What is Swing Trading?
You’re most likely looking at the markets every single day. You’re studying the charts closely and trying to benefit from the fact that there’s volatility in the markets. You might have a discount brokerage account and you trade the same stock more than one time per day, week or month. This is referred to as day trading or swing trading. These are two commonly referred terms.
The end goal of swing trading is to sell a stock at a higher price than you bought it. Swing traders aim to do this repetitively in a day, week or sometimes in a month, depending on how frequent the investor is trading. Usually, the traders will set price targets for their buys and their sells. The successful investors who trade have very strict guidelines and protect themselves from bad losses in the event they are wrong on the trade they executed.
I would caution every one of you who’s reading this, that swing trading or day trading is NOT for everyone. In fact, it’s for very few people.
You need to have some incredibly remarkable resiliency, intestinal fortitude and a really high-risk tolerance. The market historically is up more often than it’s down, right? What ends up happening with most people is they invest in something and on most days, their investment is in the green and growing, since the market is up more often than not.
The stocks generally move in a positive direction (if you follow the history of the stock market). It’s not overly difficult to make the profit on the first few times you’re trading a stock.
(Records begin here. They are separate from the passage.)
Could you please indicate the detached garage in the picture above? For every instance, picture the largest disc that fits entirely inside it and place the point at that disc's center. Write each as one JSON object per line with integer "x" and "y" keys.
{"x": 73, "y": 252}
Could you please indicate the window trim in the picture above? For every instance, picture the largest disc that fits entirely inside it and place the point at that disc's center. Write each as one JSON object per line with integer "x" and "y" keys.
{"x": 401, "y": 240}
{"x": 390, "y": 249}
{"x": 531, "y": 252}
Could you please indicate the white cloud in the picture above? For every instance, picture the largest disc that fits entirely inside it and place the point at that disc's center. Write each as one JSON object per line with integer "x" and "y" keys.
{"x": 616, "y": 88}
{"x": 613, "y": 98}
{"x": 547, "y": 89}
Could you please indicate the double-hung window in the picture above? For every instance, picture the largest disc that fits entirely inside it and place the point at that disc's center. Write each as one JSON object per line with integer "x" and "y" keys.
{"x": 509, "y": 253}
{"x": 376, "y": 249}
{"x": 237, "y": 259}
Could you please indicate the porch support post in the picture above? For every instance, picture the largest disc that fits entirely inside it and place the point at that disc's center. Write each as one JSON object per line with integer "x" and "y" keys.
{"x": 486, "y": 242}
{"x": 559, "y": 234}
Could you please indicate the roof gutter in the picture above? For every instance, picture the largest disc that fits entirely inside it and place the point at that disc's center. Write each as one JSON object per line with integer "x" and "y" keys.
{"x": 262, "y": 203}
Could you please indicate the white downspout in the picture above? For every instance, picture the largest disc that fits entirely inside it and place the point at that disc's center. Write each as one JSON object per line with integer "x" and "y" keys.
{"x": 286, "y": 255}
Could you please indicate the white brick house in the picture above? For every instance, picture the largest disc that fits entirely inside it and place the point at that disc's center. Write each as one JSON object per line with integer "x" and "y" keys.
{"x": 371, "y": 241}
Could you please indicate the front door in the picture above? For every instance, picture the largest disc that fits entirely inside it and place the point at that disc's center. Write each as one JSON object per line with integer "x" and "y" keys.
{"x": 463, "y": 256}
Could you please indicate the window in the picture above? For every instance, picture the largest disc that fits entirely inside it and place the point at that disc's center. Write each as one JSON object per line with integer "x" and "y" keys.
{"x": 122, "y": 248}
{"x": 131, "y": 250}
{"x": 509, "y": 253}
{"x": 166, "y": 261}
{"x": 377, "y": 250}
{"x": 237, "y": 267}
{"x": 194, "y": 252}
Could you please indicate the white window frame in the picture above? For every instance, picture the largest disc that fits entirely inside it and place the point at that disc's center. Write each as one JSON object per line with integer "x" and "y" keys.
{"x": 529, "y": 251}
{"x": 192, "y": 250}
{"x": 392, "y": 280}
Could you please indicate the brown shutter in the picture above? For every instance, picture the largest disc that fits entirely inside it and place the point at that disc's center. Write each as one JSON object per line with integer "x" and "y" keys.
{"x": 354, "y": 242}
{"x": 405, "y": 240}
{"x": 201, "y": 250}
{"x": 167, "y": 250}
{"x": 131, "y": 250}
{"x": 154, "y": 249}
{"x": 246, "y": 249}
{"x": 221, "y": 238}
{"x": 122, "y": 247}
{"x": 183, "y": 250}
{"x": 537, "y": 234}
If stocks keep moving up, you keep making money.
What happens often is the investor starts feeling confident about his swing trading skills. He or she gets a couple “wins” under their belt and now believe they can time the market with predictability. I’ve seen it countless times, the investor gets caught on the wrong side of the trade and his returns in his portfolio are getting crushed.
What if there’s a market correction, a recession or a market event where stocks are down 30, 40, 50%.
Now what do you do?
You’re in those positions and the ranges that you were looking at before no longer exist. Typically, a swing trader will have a range of a stock and he’ll trade them high and low and try to buy at the bottom, sell at the top many different times on the same day, week or month.
What if your range is no longer in place?
What if your stock is down 40 or 50%? How do you deal with that?
Most investors who have not gone through this market cycle and who are not emotionally ready for the drop, have a hard time bouncing back from that. They end up usually not buying back in and eventually they’re either being long the wrong positions or not being long at all in the stock(s) they sell and then they miss the market timing.
Investing in the stock market, in any investments that have daily liquidity and move with daily volatility is very difficult. Emotionally, it’s stressful because what happens is the cycle kind of mimics our emotional cycles.
It’s easy to want to buy when everything’s making new highs because that’s what we feel. The fear of missing out (FOMO) comes into play. We want to be part of this party. Everyone wants to be part of the party.
However, when the markets are crashing and you’re swing trading, are you going to have the fortitude to stay in and be long the right positions? Will you have the courage when you’ve just lost 30, 40 or 50% of the value in your portfolio?
It’s extremely difficult for most people and that’s why most investors decide to partner with a portfolio manager and an investment advisor. They are the experts in the investment industry, and they are not emotionally attached to your money. Therefore, they can make logical decisions based on few things: their experience of investing in the market, multiples of stock prices, dividend growth of stock prices and whatever else that portfolio manager may look at on a day-to-day basis.
You need someone who’s going to look at the metrics of your portfolio and figure out what’s best for your goals and needs.
Hypothetically, let’s say you’ve made a ton of money swing trading and now, you’ve got some cap gains. Remember, you’re going to have some capital gains on every one of those positive positions that you traded. For tax purposes, the best option for some investors might NOT be to sell those positions. I would caution that if you’re going swing trade, make sure you set boundaries and rules for yourself.
Make sure you take yourself through a process of all possible scenarios. For example, what to do in a situation of a downturn. Make sure you understand and appreciate how much of your capital you are willing to risk. What makes sense for some people is to have a hybrid strategy. They’ll have part of their assets for trading, where they want to feel involved in the overall investing process.
Perhaps, the trader will want to set up a TFSA where they can swing trade that account and leave most of the portfolio, or the true kind of wealth to an expert like a Portfolio Manager. What we don’t want to see is most of your wealth ending up in a day trading account. Often, the investors get hammered and end up making the wrong call at the wrong time and they end up losing out on 30, 40, 50% either up or down.
As a result of that, you’ve dramatically altered your retirement plan and how much capital you can get in retirement. Swing trading is something to be very cautious about. I can’t stress this enough, I’m telling you to proceed with caution if you wish to swing trade.
Very few people have the emotional and intestinal fortitude to swing trade and be successful at it.